Self-Pity Characters

Self-Pity Character List

The Speaker

Much of the foundational information about the narrator is utterly missing. The speaker could be male or female, young or old, black or white or any combination thereof. It would seem, then, that the narrator is a cipher; unknowable. That may not be entirely true. The information beyond all argument is that the narrator is observant of nature and that the nature being observed is located in a climate where the winters are rather harsh. What can be extrapolated from the text with a high level of probability is that the speaker is a keen observer of nature; there is absolutely no reason to believe that the narrator has witnessed a frozen bird dropping from a tree only once.

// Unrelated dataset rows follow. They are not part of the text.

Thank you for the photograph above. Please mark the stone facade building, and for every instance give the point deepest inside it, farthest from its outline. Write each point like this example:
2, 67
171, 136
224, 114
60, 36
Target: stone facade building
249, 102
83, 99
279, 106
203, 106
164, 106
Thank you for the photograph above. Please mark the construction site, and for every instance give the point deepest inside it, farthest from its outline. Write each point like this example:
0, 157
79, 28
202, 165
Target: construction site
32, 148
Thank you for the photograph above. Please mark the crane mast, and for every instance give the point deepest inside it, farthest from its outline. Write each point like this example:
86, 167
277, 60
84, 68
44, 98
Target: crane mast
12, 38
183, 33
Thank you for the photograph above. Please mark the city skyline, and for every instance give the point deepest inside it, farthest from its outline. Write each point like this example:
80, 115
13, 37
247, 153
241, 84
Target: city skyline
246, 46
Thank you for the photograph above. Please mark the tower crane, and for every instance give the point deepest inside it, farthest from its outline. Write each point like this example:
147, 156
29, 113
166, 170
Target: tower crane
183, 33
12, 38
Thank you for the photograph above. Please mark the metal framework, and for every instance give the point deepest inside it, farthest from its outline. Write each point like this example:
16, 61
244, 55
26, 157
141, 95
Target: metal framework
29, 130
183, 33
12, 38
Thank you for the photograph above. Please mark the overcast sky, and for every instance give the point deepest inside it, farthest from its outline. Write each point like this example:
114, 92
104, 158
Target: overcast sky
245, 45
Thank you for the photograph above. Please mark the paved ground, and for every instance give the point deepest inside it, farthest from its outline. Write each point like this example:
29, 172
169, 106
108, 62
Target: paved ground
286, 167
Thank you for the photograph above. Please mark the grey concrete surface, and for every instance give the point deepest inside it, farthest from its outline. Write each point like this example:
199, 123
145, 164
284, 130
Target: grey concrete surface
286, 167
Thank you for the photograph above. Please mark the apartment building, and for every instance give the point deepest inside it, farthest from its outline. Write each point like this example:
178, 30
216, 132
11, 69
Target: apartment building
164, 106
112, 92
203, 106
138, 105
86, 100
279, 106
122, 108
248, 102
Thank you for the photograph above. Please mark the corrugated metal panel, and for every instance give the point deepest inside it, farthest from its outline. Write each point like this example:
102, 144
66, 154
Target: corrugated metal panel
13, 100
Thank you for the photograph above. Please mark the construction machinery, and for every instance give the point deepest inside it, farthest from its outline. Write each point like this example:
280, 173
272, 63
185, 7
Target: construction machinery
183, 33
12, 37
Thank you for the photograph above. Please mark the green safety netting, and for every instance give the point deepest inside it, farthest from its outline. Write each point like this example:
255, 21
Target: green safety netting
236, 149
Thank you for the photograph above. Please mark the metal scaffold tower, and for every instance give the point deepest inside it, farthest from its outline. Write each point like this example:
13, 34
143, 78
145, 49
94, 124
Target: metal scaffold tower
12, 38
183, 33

The absolute certitude inherent in the speaker’s assertion regarding dead birds and pity naturally lead to conclusion that this certitude is the result of close scrutiny of a repetitive event. And finally, the most important aspect of the narrator’s character that can be confidently extrapolated is the speaker’s irrefutable willingness to project its own intensely personal and subjective opinions onto others as an utterly objective universal truth.

The Bird

The narrator would have the reader believe that the bird which freezes solid while its talons grip the bough of a tree is incapable of feeling self-pity with the implication being this inability is the direct result of not even knowing what self-pity is. The only possible bit of objective information about the bird that can be interpreted from the text is that it is frozen, dead and on the ground. Nothing else attributed to it by the speaker can be taken as a universal objective reality. But then, that is the whole point of the poem, isn’t it?